1

I am trying to parse a wikitext file received through Wikipedia's API and the problem is that some of its templates (i.e. snippets enclosed in {{ and }}) are not automatically expanded into wikitext, so I have to manually look for them in the article source and replace them eventually. The question is, can I use regex in .NET to get the matches from the text ?

To try to make myself more clear, here is an example to illustrate what I mean:

For the string

{{ abc {{...}} def {{.....}} gh }}

there should be a single match, namely the entire string, so the longest possible match.

On the other hand, for "orphaned" braces such as in this example:

{{ abc {{...}}

the result should be a single match: {{...}}

Could anyone offer me a suggestion ? Thanks in advance.

polygenelubricants
  • 376,812
  • 128
  • 561
  • 623
Gabriel S.
  • 1,347
  • 11
  • 31

4 Answers4

3

You can do this with .NET regex using balancing groups definition.

The example given in the documentation shows how it works with nestable < and >. You can easily adapt the delimiters to {{ and }}. You can adapt it further to allow for single { and } within the "text" if you want.

Remember that { and } are regex metacharacters; to match literally, you can escape to \{ and \}.

polygenelubricants
  • 376,812
  • 128
  • 561
  • 623
1

Don't do it with regex.
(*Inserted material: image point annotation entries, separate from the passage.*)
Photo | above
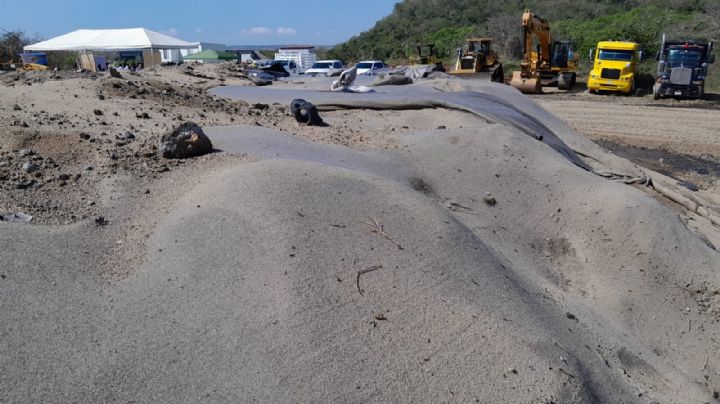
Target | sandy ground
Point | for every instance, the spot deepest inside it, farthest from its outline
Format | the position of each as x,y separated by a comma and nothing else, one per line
427,255
689,128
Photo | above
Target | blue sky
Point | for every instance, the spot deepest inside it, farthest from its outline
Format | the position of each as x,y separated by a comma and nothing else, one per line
239,22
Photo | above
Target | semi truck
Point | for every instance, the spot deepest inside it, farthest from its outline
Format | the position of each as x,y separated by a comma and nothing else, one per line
615,65
682,68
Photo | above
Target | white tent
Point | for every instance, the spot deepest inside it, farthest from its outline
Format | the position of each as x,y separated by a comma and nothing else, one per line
111,39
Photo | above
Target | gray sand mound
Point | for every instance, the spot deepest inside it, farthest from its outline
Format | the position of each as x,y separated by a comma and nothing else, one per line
497,271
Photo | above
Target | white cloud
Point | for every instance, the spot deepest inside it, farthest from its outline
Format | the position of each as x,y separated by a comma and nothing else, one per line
258,31
285,31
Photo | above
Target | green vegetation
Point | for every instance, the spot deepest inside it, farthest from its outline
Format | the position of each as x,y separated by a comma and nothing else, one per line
447,22
12,43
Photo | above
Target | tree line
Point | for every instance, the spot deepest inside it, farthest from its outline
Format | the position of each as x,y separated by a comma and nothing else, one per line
446,24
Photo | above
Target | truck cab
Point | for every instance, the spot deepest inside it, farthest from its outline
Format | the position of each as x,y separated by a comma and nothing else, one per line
615,66
682,69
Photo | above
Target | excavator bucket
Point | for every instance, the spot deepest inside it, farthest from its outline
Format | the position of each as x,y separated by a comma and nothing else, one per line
527,85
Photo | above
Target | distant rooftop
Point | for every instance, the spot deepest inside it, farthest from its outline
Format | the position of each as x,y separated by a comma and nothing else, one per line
296,47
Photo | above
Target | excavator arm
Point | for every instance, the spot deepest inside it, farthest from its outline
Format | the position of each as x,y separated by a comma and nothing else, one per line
535,27
550,58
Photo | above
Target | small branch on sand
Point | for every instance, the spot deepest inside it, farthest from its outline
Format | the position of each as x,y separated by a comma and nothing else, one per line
364,271
378,228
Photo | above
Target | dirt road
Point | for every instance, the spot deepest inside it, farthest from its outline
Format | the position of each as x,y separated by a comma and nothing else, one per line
689,127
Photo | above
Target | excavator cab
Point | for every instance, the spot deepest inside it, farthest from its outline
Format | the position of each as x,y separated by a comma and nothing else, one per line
477,59
552,60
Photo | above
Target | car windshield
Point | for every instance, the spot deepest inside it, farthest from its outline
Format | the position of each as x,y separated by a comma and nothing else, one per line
684,57
616,54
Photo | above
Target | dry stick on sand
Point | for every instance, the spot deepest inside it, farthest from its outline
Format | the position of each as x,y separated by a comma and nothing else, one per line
378,228
364,271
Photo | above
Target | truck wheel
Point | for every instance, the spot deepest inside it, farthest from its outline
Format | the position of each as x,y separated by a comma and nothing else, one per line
498,75
564,82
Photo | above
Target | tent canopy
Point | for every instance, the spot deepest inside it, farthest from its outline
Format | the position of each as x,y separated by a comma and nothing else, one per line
211,54
111,39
Go through the string left to right and if you encounter a {{ push its position on a stack, and on a }} pop the position of the previous {{ from the stack and calculate the length. Then you can easily take the maximum of these length.

CodesInChaos
  • 106,488
  • 23
  • 218
  • 262
  • You're right, i tried using a stack and indeed it's a more suitable approach in this case. I am not very comfortable with regular expressions yet, but i suspect that the regex solutions would not always work as expected if there were unpaired braces in the string. – Gabriel S. Oct 14 '10 at 13:48
0

This regex pattern matches any arbitrary numbers of you mentioned pattern.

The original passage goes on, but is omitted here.